Mon: S&C Strength Focus (first two sets are warmups then 3 working sets with the same weight.)
Squat 5x5
Deadlift 5x5
Pendlay Row 5x5/3x8
Pull Up 3x5-8
Bench Press 5x5
Incline Bench Press 3x8
OHP 5x5
Lu Raise Superset Reverse Fly 3x8
Tricep Exercise Superset Bicep Exercise 3x8
Hanging Leg raise Superset Inverted crunch 1x to failure (I do my crunches on an inversion table)

Neck Harness Training 1x to failure
Forearm wrist roller 1x to failure

Tuesday:
Muay Thai Training

Wednesday: S&C Power+Speed Focus
Squat 3x5 Superset Jump Squats 3x5-10
Stiff Leg Deadlift to Row Complex 3x5 Superset Inverted Row 3x5-10
Incline Narrow Grip Bench press 3x5 Superset Dumbbell Flys 3x10 (Or plyometric pushups)
Dumbbell Hammer Curl to Push press 3x5 Superset Dips 3x10
Hanging Leg raise Superset Inverted crunch 1x to failure (I do my crunches on an inversion table)

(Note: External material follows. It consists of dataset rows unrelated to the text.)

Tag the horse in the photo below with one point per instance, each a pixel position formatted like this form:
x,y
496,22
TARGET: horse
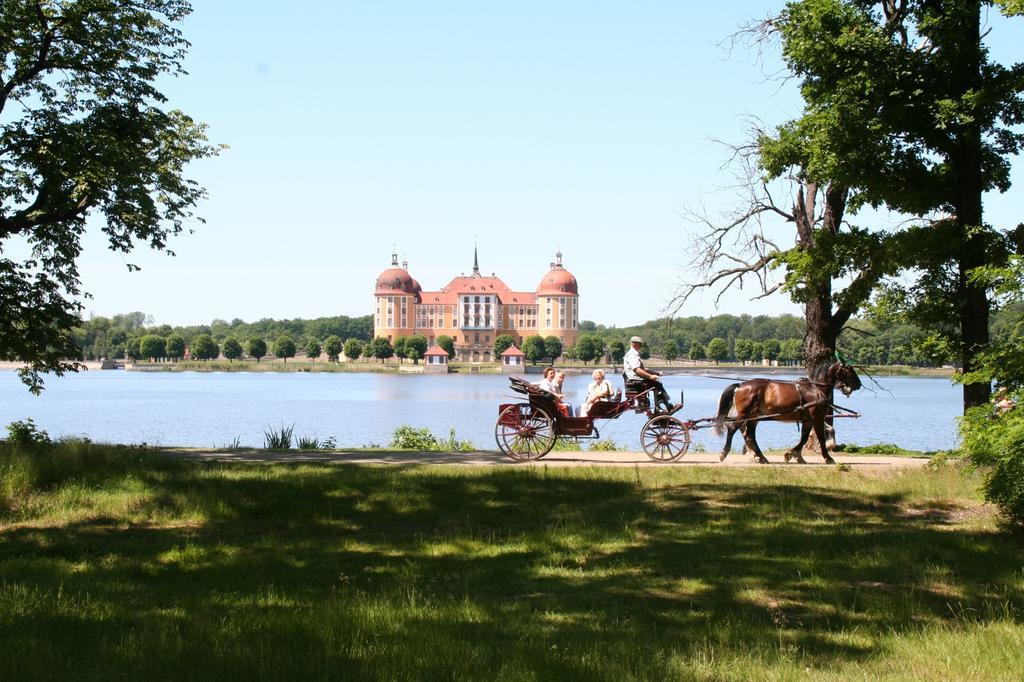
x,y
804,400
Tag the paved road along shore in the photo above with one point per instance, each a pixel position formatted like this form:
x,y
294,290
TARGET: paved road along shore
x,y
554,459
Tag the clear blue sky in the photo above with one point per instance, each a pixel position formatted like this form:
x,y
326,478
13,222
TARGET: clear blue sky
x,y
525,127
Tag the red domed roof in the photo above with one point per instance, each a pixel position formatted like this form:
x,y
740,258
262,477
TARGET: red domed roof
x,y
558,282
396,281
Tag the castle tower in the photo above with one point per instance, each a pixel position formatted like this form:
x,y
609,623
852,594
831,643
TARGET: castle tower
x,y
395,296
558,304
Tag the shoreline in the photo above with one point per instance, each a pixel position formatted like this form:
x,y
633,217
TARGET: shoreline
x,y
300,366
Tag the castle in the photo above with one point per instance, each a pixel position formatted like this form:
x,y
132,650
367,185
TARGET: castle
x,y
476,309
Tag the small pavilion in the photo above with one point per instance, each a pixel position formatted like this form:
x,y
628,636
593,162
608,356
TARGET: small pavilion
x,y
513,360
435,359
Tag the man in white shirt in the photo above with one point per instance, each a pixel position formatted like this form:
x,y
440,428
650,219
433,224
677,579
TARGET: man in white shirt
x,y
639,378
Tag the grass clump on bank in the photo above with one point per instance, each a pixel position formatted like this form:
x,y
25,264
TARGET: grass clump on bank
x,y
409,437
125,564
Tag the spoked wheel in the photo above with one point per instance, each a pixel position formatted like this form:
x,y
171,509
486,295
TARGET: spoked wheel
x,y
524,432
665,438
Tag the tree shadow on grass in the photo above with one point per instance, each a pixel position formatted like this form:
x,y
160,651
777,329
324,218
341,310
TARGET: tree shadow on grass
x,y
380,571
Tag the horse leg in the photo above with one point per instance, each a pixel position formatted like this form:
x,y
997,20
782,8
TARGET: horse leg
x,y
819,430
730,431
805,432
749,430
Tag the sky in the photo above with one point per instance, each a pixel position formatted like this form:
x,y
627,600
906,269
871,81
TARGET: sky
x,y
357,128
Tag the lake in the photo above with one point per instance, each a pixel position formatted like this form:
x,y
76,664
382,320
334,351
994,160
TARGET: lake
x,y
205,410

Neck Harness Training 1x to failure
Forearm wrist roller 1x to failure

Thursday:
Muay Thai Training

Friday: S&C Endurance focus
Elevated Heel Goblet Squat 3x10
Bench Press 3x10 Superset Dumbbell Row 3x10
Dumbbell Shoulder Press 3x10 Superset Chin up 3x8-10
Tricep Exercise Superset Bicep Exercise
Hanging Leg raise Superset Inverted crunch 1x to failure (I do my crunches on an inversion table)

Neck Harness Training 1x to failure
Forearm wrist roller 1x to failure

Saturday:
Muay Thai Training with emphasis on freestyle flow training since fights are usually held on saturday evenings

Sunday:
Active Recovery. Massage gun, foam roll, Mobility, Static stretching, maybe light Jump rope and Shadowbox.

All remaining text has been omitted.